Thursday, April 12, 2007
Kurt Vonnegut
Dear Kurt Vonnegut,
You made it pretty close to the outside. 84. My grandfather’s 84 and seems pretty surprised about it. Last thing he said to me when I saw him was “Don’t get old!” and he laughed, maneuvering his stiff legs into the shotgun side of his car. He always used to drive.
But I want to get old, I hope to have a lot to look back on, and it wouldn’t be so bad if the further out I get the smaller everything else back here will seem. On the up, things to savor would accumulate. I’m an optimist.

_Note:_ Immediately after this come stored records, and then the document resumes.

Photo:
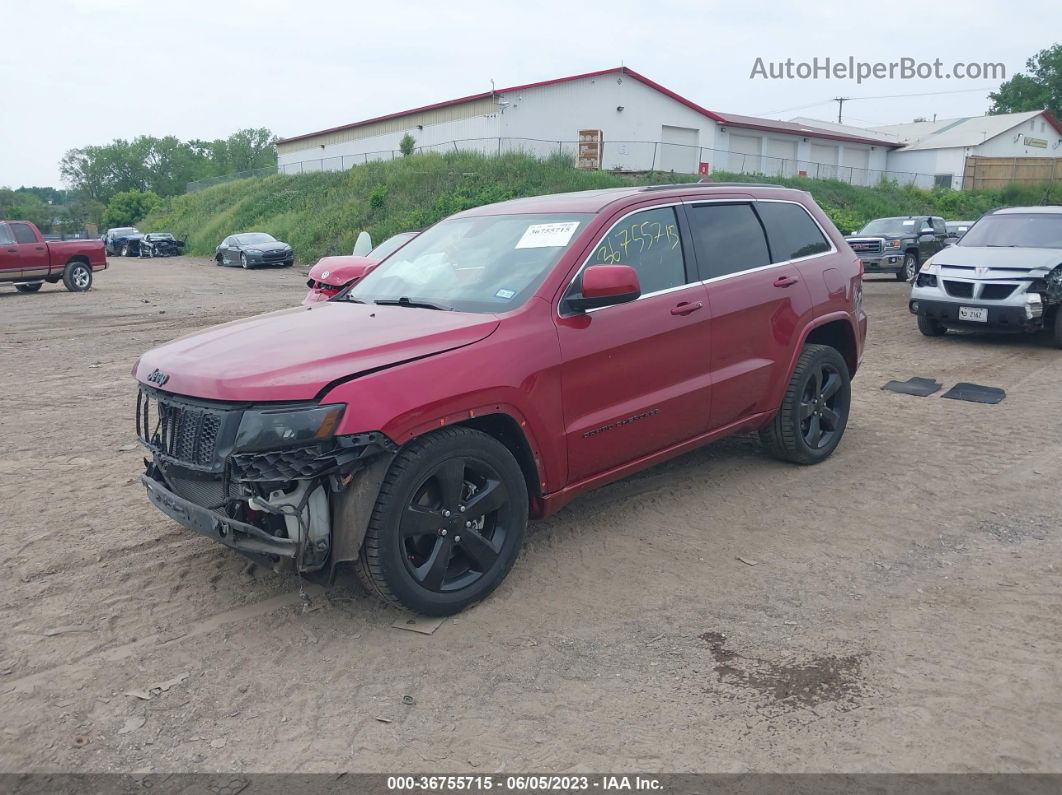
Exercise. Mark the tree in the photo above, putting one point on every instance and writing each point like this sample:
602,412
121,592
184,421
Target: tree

I always hoped to meet you. You’d welcome me to Earth, you’d warn me about the weather and describe the shape of things. You’d say to be kind. My question would have been, does it get easier, this kindness, when things are farther gone. Do things get any smaller? Do they matter less, or do you just get tired or give in to pessimism? When I was a baby I believed that you couldn’t die unless you suddenly Knew everything, and were Ready, but that you could know everything in the moment it took to slip on cement stairs in your socks and feel the paralysis of wind knocked out. Either you got to Know at last, or you Gave Up. Living close to the outside seems like a better and more thorough way to start knowing anything.

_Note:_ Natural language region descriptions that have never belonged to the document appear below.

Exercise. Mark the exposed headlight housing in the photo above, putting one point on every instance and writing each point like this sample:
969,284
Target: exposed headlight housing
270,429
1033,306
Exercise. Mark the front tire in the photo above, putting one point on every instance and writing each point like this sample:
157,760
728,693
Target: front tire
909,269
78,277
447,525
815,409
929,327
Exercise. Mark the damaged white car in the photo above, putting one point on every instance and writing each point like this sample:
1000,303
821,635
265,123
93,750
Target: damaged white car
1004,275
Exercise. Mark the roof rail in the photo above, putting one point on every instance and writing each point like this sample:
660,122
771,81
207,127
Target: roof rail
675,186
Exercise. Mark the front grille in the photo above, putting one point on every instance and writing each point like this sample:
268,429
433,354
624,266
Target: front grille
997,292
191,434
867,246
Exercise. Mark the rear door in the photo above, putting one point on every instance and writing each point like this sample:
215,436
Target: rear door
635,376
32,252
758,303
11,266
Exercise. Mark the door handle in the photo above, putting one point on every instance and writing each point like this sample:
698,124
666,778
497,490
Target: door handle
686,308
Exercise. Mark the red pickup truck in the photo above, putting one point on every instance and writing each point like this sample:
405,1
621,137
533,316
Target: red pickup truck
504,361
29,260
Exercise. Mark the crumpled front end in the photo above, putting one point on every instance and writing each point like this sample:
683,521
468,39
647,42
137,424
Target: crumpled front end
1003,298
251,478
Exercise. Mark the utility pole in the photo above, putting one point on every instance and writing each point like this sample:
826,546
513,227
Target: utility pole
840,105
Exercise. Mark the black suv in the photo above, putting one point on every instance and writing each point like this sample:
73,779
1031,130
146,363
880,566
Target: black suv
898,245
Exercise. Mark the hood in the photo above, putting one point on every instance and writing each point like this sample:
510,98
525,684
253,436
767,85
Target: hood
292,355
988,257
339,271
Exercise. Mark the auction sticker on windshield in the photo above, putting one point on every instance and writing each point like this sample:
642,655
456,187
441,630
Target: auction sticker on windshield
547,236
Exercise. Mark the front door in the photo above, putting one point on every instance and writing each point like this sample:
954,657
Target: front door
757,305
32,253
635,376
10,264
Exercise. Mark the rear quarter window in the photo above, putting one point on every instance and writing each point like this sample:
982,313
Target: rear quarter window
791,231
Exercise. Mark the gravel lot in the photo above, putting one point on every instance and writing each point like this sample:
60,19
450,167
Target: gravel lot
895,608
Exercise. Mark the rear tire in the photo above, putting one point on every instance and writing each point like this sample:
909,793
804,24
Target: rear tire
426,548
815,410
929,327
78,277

I don’t know anything mostly. Thinking about you makes me feel young. Does that sound stupid? I’m glad you kept writing. I need to reread everything to try to see how you feel.
Felt.
I’m one of those. You would have seen me coming a mile away, of course. I’m embarrassed but not shy. If I saw you around town, I might have just left you alone, out of respect.
But you’re right. It’s crowded and round and cold in the winter. I’d have had a lot to ask you, but figured you might have answered like I was new here, needing to learn the rules. That would have been kind of you. It’s silly verging on greedy to want more. My questions don’t really need to be asked. Asking isn’t exorcism. I’m glad you wrote so much down.